Deux oiseaux marins testés positifs au H5N1 en Australie changent la donne. Le risque humain reste faible, mais la faune et les élevages sont désormais sous pression.
- Le H5N1 est confirmé en Australie
- Le risque humain reste faible
- Faune sauvage et élevages sont surveillés
L’Australie n’est plus le dernier continent épargné par cette souche de grippe aviaire. Deux oiseaux marins testés positifs au H5N1, un brown skua et un giant petrel, ont été identifiés près d’Esperance, en Australie-Occidentale.
L’Australie perd son statut d’exception
Ce n’est pas un simple épisode local. Les analyses ont confirmé la souche hautement pathogène HPAI H5N1 clade 2.3.4.4b, celle qui circule déjà à l’échelle mondiale et qui s’étend vite entre espèces et territoires. Depuis cinq ans, elle a tué des millions d’animaux sauvages et de volailles.
Pour l’Australie, c’est une première. Et la vraie question, maintenant, tient en peu de mots : cas isolés ou début d’un foyer plus large ? La souche en cause pose un problème différent des flambées déjà vues dans le pays, parce qu’elle touche un éventail d’espèces plus large et a déjà franchi à plusieurs reprises la barrière vers des mammifères, notamment des bovins laitiers, des phoques et des otaries.

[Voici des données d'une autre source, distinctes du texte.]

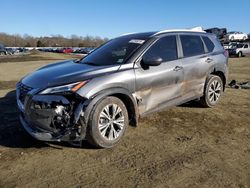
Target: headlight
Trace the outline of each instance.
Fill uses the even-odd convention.
[[[87,84],[88,81],[76,82],[72,84],[67,84],[63,86],[50,87],[40,92],[40,94],[51,94],[51,93],[62,93],[62,92],[76,92],[82,86]]]

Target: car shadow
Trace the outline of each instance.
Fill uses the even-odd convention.
[[[177,107],[184,107],[184,108],[204,108],[198,101],[189,101],[187,103],[178,105]]]
[[[71,145],[65,142],[51,144],[38,141],[24,130],[18,116],[16,90],[12,90],[0,98],[0,146],[9,148],[52,147],[56,149],[62,149],[61,146],[63,146],[93,149],[93,147],[85,141],[81,143],[81,146]]]

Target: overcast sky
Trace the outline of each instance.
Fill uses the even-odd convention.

Pourquoi ces espèces donnent un indice clé
Le choix des deux espèces n’a rien d’anodin. Ces oiseaux de l’océan Austral parcourent de très longues distances et peuvent être contaminés en fouillant des carcasses. Leur détection sur le continent australien oriente vers une arrivée du virus par les mouvements de faune du sud, plutôt que par les routes migratoires d’oiseaux côtiers venant du nord.
Des travaux de recherche cités dans la source montrent déjà une propagation du virus sur des milliers de kilomètres dans l’océan Austral depuis l’Amérique du Sud, à partir de 2023. Le séquençage génétique sera donc décisif pour comparer ce virus avec ceux observés sur Heard Island, en Antarctique ou ailleurs.
Faune sauvage, élevages, humains : qui est exposé
Les espèces les plus fragiles sont celles qui vivent en colonies ou qui charognent. La source cite notamment les sternes, les fous de Bassan et les albatros. Les Tasmanian devils sont aussi plus exposés, tout comme les phoques à fourrure australiens. S’ajoutent des oiseaux d’eau douce comme les canards, capables de diffuser des virus grippaux par l’eau.
Pour certaines espèces très menacées, l’enjeu est brutal. Quelques morts pourraient suffire à mettre en danger l’ensemble d’une population, comme chez les orange-bellied parrots. Et il n’y a pas que la biodiversité. Aux États-Unis, cette souche a déjà ravagé les filières de volaille et de lait, avec abattages massifs à la clé.
Côté humain, le risque actuel est jugé faible. Les infections restent rares et surviennent surtout après contact direct ou indirect avec des animaux infectés ou des environnements contaminés, par exemple sur des plages avec oiseaux malades ou mammifères marins morts.
La réponse existe, mais elle doit changer d’échelle
Bon, l’Australie avait un peu d’avance. Depuis 2024, une taskforce nationale coordonnée par la National Emergency Management Agency et plusieurs ministères fédéraux a mené des exercices et renforcé la surveillance.
Maintenant, il faut passer du plan à l’exécution. Cela passe par plus de contrôle autour des oiseaux marins, des zones humides, des mammifères marins, des charognards et des élevages, y compris les basses-cours. Les producteurs avicoles doivent limiter les contacts entre oiseaux sauvages et domestiques, protéger eau et nourriture, puis signaler immédiatement toute maladie inhabituelle ou mortalité.
Le public a aussi un rôle concret. Il peut signaler les oiseaux ou mammifères marins malades ou morts à la ligne d’urgence australienne dédiée aux maladies animales, noter le lieu, prendre des photos à distance et surtout éviter tout contact, y compris pour les chiens.